I visited Afghanistan at the end of February, to see the work CARE is doing there on increasing household incomes, health, education, and emergency response, all with a focus on women and girls. My arrival was delayed by heavy snow. The effect of this weather on people in other parts of Afghanistan was infinitely worse.
At least 30,000 people are currently affected by heavy snow and rain. CARE is leading the response in Parwan province and supporting efforts in other provinces. Our staff have conducted needs assessments. In the areas they have visited most of the houses they have seen were partly or completely destroyed by avalanches and floods. People are in urgent need of shelter and food, heating and warm clothing. Other agencies are supplying food and blankets, so CARE is starting by distributing tarpaulins and materials so people can fix their houses. CARE is also planning to distribute hygiene items.
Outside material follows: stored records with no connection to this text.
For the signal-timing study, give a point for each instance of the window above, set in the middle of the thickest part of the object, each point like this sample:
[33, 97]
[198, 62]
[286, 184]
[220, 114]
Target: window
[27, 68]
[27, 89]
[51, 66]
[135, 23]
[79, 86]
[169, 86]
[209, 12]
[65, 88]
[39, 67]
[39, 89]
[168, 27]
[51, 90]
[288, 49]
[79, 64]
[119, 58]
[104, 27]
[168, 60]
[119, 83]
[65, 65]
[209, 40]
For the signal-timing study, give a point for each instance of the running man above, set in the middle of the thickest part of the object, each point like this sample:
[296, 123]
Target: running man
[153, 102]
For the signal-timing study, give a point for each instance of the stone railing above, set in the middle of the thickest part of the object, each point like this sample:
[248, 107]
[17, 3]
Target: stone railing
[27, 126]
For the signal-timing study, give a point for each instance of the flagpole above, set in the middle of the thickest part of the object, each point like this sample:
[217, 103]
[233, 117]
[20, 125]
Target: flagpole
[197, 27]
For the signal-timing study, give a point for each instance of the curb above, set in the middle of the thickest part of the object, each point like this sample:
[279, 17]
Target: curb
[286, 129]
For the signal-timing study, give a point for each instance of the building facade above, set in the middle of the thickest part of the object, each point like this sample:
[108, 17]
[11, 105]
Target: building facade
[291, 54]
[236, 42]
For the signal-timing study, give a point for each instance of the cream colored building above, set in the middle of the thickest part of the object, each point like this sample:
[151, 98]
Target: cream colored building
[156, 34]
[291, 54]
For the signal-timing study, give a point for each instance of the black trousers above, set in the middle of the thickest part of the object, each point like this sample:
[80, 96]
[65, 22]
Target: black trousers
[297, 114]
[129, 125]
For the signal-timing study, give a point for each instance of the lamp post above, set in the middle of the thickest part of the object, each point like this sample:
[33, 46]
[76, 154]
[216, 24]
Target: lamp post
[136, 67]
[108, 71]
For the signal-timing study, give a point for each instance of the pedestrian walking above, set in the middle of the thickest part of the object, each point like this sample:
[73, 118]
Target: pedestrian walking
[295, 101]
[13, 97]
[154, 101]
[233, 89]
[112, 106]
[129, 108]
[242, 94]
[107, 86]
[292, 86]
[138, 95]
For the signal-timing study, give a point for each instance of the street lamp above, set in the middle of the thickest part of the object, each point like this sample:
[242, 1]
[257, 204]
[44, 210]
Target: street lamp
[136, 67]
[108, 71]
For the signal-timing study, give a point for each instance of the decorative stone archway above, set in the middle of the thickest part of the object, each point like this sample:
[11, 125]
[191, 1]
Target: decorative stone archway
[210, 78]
Working with communities to improve health
This week the world has celebrated International Women’s Day, and CARE marked the day with our Walk In Her Shoes Walk for Women in London. The messages there have a big resonance for our work in Afghanistan. We have supported healthcare in Afghanistan since the 1960s. We have had a focus on supporting widows from the civil wars since 1991. CARE has supported girls’ education since 1994. In all of these efforts, we have learned that engaging men and boys is both necessary and eminently possible.
While I was in Kabul, I visited one of our community health outreach programmes. This is funded by 20% of GSK’s profits in Afghanistan. Community health outreach is an approach I am very familiar with. It’s very effective. CARE does this in many countries and I saw some excellent examples in Bihar, India, funded by my two former employers, the Gates Foundation and DFID, who also fund this approach in many countries. But there were two interesting innovations in Kabul.
How to improve the health of the urban poor
Firstly, this programme is focused on the urban poor. The Afghan government and donors are funding a rural community health programme to provide basic health services. But the urban poor in Afghanistan were being left out. And we know that more and more people are moving to urban areas, all over the world, including in Afghanistan.
One of the advantages of working in an urban setting is efficiency. In the last three years the project has trained 12 volunteer community-based educators and four community midwives to deliver community-based maternal and child health services in an area with a population of 60,000. And they are making a big difference…
Country-wide, Afghanistan has some of the worst maternal, neonatal and under-5 mortality rates in the world. The rates in Kabul were better than in the country as a whole, but the rates in Kabul have been reduced even further – by a third – during the three-year project. Deaths of babies within 28 days of birth is now down to the same rate (4 per 1,000) as the USA! And child vaccination rates are up from 72% to 93%.
I met many of the volunteers (see photo) and midwives. One volunteer said that the big difference came because the volunteers kept asking about the health of women in their communities, so both the women and the men realised that a woman’s health must be more valuable than they had ever thought before. One of the midwives was keen to use mobiles more and I told them about work CARE is doing in Bihar with mobile phone voicemail advice and said we would try to copy that here. It was a good example of the value of CARE being an international NGO.
Involving men has benefits for everyone
The other innovation is one of the reasons why this programme has been so efficient. In addition to training the community-based educators, CARE has trained 291 Family Health Action Group members and 100 male health committee members on the danger signs of birth complications and how to address the underlying barriers preventing women and their families from accessing quality healthcare. These committee members encourage people in their communities to seek health services – and where culture is a major barrier to women accessing health care, engaging men in this way is an effective way to increase women’s access to health.
The male health shura committee leaders that I met (see photo) were primarily interested in supporting the welfare of their whole communities, not only men. One of them noted that in addition to the health, hygiene and nutrition improvements, one of the main benefits is that they were also seeing less domestic violence and conflict. And they told me that without me asking a question about it first.
The lessons of this programme are that a community-based approach and engagement of women and men to define priorities and work through differences should be at the heart of both development efforts, and wider efforts to bring peace to Afghanistan.
As CARE and other agencies look towards the World Humanitarian Summit in 2016, we need to bring the learning from programmes like this one in Afghanistan into discussions on how to empower local communities – and the affected men and women themselves – in contexts affected by conflict and natural disasters. A big debate is how can the humanitarian aid system be made more local? How can it involve local authorities, civil society structures and affected communities themselves? We are learning lots about this in Afghanistan and that needs to be brought into and inform the outcomes of the summit in 2016.